- Born: Michael John Webb 21 September 1956 (age 69) London, England
- Occupations: Pastor and Musician
- Known for: Appeared with brother Keith on Hey Hey its Saturday, Adelaide, in late 1970s and various TV entertainment shows. Senior Pastor of Grow Church
- Title: Senior Pastor
- Spouse: Chrys Webb
- Children: Lauren, Marc and Luke Webb
- Parent(s): John and Shirley Webb

= Mike Webb (pastor) =

Mike Webb was born in London on 21 September 1956, and migrated to Australia at age 11 in 1967. Webb was initially well known for his appearances on Channel NWS-9 in Adelaide in the 1970s. The "Webb Brothers"were regular guests on a number of TV variety / entertainment programs. He later became a Christian, and eventually a pastor and the South Australian state leader for the Apostolic Church Australia.

== Background ==
Webb and his brother Keith Webb had a passion for music at a young age, which led them to their appearances and performances on local television channel NWS-9 in Adelaide. The "Webb Brothers"were regular guests on a number of TV variety / entertainment programs.

The Webb brothers initially received the "Encouragement Award" alongside Faye Nelson and Deborah Kirk on SAS 10's New Faces in 1971. This was a unique event, as it was the first occasion that three acts had received the award in the same show.

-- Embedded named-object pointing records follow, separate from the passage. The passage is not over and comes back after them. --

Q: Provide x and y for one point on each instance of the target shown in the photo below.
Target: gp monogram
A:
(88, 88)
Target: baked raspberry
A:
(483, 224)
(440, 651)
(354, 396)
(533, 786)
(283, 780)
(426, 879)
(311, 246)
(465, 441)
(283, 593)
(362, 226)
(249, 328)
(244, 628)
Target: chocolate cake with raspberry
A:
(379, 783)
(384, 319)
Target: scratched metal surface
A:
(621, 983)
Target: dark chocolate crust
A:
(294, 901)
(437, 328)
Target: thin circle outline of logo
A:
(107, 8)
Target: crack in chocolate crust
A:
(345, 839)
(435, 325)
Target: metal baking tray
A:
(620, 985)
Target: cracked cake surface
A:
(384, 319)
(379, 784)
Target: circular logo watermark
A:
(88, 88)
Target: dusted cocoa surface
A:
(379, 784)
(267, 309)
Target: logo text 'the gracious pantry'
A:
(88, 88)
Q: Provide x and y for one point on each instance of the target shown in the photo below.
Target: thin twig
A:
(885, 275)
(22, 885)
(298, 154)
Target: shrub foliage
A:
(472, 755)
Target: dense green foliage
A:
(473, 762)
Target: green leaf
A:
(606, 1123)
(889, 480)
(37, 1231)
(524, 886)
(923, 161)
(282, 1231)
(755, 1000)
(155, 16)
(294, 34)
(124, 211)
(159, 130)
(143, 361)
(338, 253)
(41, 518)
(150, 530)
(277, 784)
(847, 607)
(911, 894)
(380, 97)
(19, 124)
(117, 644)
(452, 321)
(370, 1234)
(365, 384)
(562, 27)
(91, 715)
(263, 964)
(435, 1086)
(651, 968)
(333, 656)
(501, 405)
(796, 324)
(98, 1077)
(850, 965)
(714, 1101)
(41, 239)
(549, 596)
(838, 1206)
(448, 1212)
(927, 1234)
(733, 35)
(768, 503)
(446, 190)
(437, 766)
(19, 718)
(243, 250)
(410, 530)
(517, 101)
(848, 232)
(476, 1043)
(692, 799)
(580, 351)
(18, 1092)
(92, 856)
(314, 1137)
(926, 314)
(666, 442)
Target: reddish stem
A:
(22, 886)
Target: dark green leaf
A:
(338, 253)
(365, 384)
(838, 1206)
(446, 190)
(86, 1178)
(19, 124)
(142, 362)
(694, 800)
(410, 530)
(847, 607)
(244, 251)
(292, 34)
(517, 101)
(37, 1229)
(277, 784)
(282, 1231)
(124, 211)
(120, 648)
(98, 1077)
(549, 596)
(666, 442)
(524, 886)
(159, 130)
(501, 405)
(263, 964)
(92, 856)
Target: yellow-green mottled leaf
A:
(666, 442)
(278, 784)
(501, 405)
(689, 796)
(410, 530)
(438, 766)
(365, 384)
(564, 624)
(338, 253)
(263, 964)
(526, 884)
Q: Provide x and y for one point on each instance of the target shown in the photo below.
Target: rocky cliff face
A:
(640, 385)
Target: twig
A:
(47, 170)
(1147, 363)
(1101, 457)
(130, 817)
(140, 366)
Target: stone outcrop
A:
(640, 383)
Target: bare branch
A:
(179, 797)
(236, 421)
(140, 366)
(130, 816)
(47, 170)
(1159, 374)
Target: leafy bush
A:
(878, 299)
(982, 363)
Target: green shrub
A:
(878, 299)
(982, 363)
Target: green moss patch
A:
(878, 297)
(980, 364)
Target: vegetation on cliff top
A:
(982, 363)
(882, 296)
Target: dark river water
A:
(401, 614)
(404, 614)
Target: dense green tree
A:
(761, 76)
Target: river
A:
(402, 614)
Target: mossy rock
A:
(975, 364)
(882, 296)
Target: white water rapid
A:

The Webb brothers later went on to win the grand final of the series, and became guest presenters on numerous TV Telethons, a popular form of raising funds for charity in the 1970s. They also appeared regularly on NWS 9's Stars of Tomorrow and were popular guests on Ernie Sigley's Adelaide Tonight in the 1970s. In particular, they became teen hosts on Adelaide's version of the popular television show Hey Hey It's Saturday in 1973.

However, Hey Hey It's Saturday only lasted a single season before the format was changed, and within a few years the Melbourne show hosted by Daryl Somers was syndicated throughout the Nine Network Australia Wide. The Webb brothers appeared alongside the likes of Lisa Edwards who later went on to be one of John Farnham's backing singers. In addition, the Webb brothers performed as one of the support acts for Farnham during an Australia Day concert at Memorial Drive in 1973.

Their performances also included a number of "live" appearances on local radio stations.

The Webb brothers formed the band Web in the late 1970s, performing at various Adelaide venues, eventually recording a number of their original songs at the ABC studios in Collinswood, showcasing their talent on ABC radio.

Webb went on to play in numerous bands and cover acts in the Adelaide area including Stiletto, the Michael Hunter Band, No Moving Parts and The Works.

He currently plays solo gigs in the Adelaide area at weddings, in hotels and wineries and private parties on a part-time basis.

==Marriage and children==
Webb married Chrys (Christine Ann Webb) in 1976 and had their first child Lauren in 1979. Webb's love of music led him to name their first son, Marc, born in November 1980, after T-Rex front man Marc Bolan. They later had their second son Luke in 1985.

==Conversion to Christianity==
Webb and his brother Keith (who had since moved to Queensland) eventually began working on a Rock Opera based on the prophecies of Nostradamus. It was during research for this project that Webb first became a Christian, initially worshiping at the Noarlunga Corps Salvation Army in Morphett Vale.

Webb and his family moved to Berri, South Australia in 1994, where they started a small home fellowship group that eventually became Riverland Shekinah, and in a later name change, Riverland Central Christian Church, a member of the Apostolic Church in Australia. It was here that Webb once again began singing and playing guitar as both Pastor and worship leader for the church. Later, Webb was officially ordained as a minister of religion in the Apostolic Church. The church initially met in Berri but eventually moved to Glossop, South Australia.

After his time in Riverland Central, Webb became the National Church Planting Director for the Apostolic Church, which included the beginning of churches across Australia. This included a church plant in Gerard, an Australian Aboriginal mission in South Australia, and a church and orphanage in Kerala India. Webb later passed on the role for "church planter" to become the state leader of the Apostolic Church for South Australia and the Northern Territory.

In 2006, Webb and his wife Chrys returned to Adelaide to take over Gateway Community Church in Morphett Vale, but remained the Senior Pastors for Riverland Central until the leadership was passed on to Pastors David and Joella Crossfield in January 2007.